One of the most special parts of the holiday season is sharing it with others. Be it, family or friends, Christmastime is extra special when it’s spent with others. With all the chaos and running around, it’s easy to forget that there are individuals in communities big and small that don’t have the same experience.
For some, the holidays are only a reminder of years gone by and the people who are no longer there to share these moments. Such was the case for 78-year-old Terrance of the UK who has spent the past two decades alone on Christmas. After Terrance’s mother passed away, the holidays felt very empty. Terrance used to bring his mother presents and a meal on Christmas. She’d often remind him she’d have nothing without him, an experience he now understands personally.

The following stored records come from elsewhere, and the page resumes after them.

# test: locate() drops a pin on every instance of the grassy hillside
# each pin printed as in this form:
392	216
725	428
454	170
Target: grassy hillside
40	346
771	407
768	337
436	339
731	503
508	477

However, 20 years of solo Christmases end this week, as Terrance will have company. Thanks to his volunteer work with Age UK, an organization that assists the elderly, Terrance found Nancy. Nancy has dementia and would also be alone for the holidays, but something was still missing. After the BBC interviewed Terrance for a story, anchor Dan Walker vowed to help bring the spirit back to the man’s life.
A few days later, Walker returned with a few helpers. Students from Oldham college showed up carrying a Christmas tree and holiday decorations to help brighten the season. Terrance watched as the volunteers set up the tree and decor in his home. Moments later, the sound of singing filled his doorway as a student choir had arrived to perform Silent Night.
Moved by the support, Terrance held back tears of joy, but in true holiday fashion, this was still just the beginning. More and more people came across Terrance’s story and were moved to help, including performer John Barrowman, who recently invited Terrence to attend his show. Barrowman even acknowledging Terrance in the middle of the concert and had the crowd serenade him with Silent Night, his favorite song, once again.
While the story has been warming hearts around the world, its also a reminder of how many people in our own communities could likely use a little joy and attention this time of year.
So remember to call your extended family. Reach out to that neighbor you know lives alone. Share your joy with others as happiness can be contagious, and that’s one thing we can all catch instead of these pesky Christmas colds.